Laïcité : sur une grève de rentrée à Lyon

Daniel Schneidermann - - Le matinaute - 83 commentaires

Que s'est-il passé début novembre 2020 devant le collège des Battières, dans le 5e arrondissement de Lyon ? Une chose est certaine, un professeur d'histoire et géographie a été pris à partie verbalement, devant le collège, après un cours sur la laïcité, par un parent d'élève lui reprochant des propos islamophobes. Seconde certitude, les enseignants du collège sont en grève depuis la rentrée de janvier.
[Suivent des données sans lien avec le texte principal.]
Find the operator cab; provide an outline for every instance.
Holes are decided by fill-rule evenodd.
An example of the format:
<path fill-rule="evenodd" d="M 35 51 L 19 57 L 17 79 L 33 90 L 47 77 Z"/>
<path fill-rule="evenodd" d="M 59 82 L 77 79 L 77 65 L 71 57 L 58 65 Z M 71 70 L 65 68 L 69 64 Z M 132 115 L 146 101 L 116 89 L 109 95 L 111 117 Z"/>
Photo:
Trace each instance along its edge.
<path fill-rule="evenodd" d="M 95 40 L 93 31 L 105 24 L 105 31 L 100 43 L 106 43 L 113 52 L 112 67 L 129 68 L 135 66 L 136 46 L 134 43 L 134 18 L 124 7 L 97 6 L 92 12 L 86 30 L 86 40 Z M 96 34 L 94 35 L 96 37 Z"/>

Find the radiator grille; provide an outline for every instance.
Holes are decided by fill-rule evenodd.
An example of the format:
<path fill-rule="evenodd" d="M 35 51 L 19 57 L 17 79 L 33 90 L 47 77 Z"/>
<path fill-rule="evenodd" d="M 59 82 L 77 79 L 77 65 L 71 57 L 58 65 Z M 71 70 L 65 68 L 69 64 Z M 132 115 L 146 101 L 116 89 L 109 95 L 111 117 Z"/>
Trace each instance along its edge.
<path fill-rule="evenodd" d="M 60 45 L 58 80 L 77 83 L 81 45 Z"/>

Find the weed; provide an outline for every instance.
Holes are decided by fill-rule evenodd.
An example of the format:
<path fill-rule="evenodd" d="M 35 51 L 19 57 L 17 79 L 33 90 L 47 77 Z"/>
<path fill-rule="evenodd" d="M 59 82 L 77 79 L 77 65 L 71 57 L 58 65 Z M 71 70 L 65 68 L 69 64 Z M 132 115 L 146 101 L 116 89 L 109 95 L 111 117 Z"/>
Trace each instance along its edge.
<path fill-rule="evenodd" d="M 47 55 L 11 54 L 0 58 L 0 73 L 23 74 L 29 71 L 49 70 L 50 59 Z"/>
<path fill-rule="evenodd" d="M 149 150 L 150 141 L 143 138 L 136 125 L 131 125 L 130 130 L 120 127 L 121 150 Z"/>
A l'heure où j'écris, quatre récits de presse locale, globalement convergents à quelques détails près, sont disponibles (ici, ici, ici et ici). D'autres sont sans doute à venir. 

Sur la prise à partie, tout le monde s'accorde. Le parquet, qui a très rapidement classé sans suite en novembre la plainte de l'enseignant, a expliqué à l'AFP que le parent avait contesté "avoir agressé ou tenu des propos injurieux ou diffamatoires à l’égard de l’enseignant, même s’il admettait que le ton était monté, ce qu’il regrettait". "Devant les enquêteurs, précise Le Progrès, l’enseignant n’a pas fait état non plus de menaces ou d’injures, ni de violences, ce que l’audition d’un témoin direct de la scène a confirmé."

Tout aussi établi, le fait que le parent concerné a refusé à deux reprises une rencontre avec l'enseignant, proposée par l'institution. Il est également admis qu'une des filles de ce parent est venue le lendemain au collège avec un couteau, et a été pour cela exclue une journée, sans passer par le conseil de discipline.  Les quatre récits convergent enfin, en creux, sur l'absence de tout détail sur le cours concerné. Quels sont exactement les propos reprochés par le parent au professeur ? Dans quel cadre ont-ils été tenus ? Pas un mot, pour l'instant.

Mais c'est sur la réaction de l'institution, que les versions, comme à Conflans-Sainte-Honorine, sont les plus divergentes.  Si le rectorat affirme que "la direction de l'établissement a assuré l'enseignant de son soutien et de celui de l'institution", que "le rectorat a déclenché le protocole d'accompagnement et de suivi pour les personnels victimes d'agression", et même que le recteur a "adressé personnellement un courrier de soutien à l'enseignant", les enseignants grévistes ne livrent pas la même version. "Il a attendu une réponse de l'institution, du rectorat, qui a fortement tardé à venir et qui ne nous satisfait pas. Il n'y a pas eu d'acte fort de l'institution suite à cette prise à partie, déplore une professeure, interrogée par LyonCapitale. Ça s'est passé une semaine après l'hommage rendu à Samuel Paty dans notre établissement. Le gouvernement a fait beaucoup de déclarations quant à la défense de la laïcité. Et notre collègue n'a pas été soutenu tel qu'il aurait dû l'être". Les enseignants demandent notamment que les enfants du parent concerné soient affectés dans d'autres établissements, et que ce parent soit convoqué en bonne et due forme. 

À toutes ces nuances, à toutes ces subtilités, les médias nationaux auraient sûrement été indifférents avant l'assassinat de Samuel Paty. Depuis cet assassinat, il apparait indispensable de fournir les informations factuelles les plus complètes possibles, avant que s'en emparent les délires conjugués des réseaux sociaux et des chaînes d'info. À propos d'informations factuelles, l'enseignant concerné, qui a été changé d'affectation "à sa demande", précise le rectorat, parle aujourd'hui d'une reconversion en tant que cuisinier dans la restauration collective "afin de nourrir, non plus les cerveaux, mais les ventres". "Le rectorat lui a proposé un accompagnement dans cette voie" indique le rectorat, sans préciser si cet "accompagnement" s'inscrit dans sa démarche de "soutien".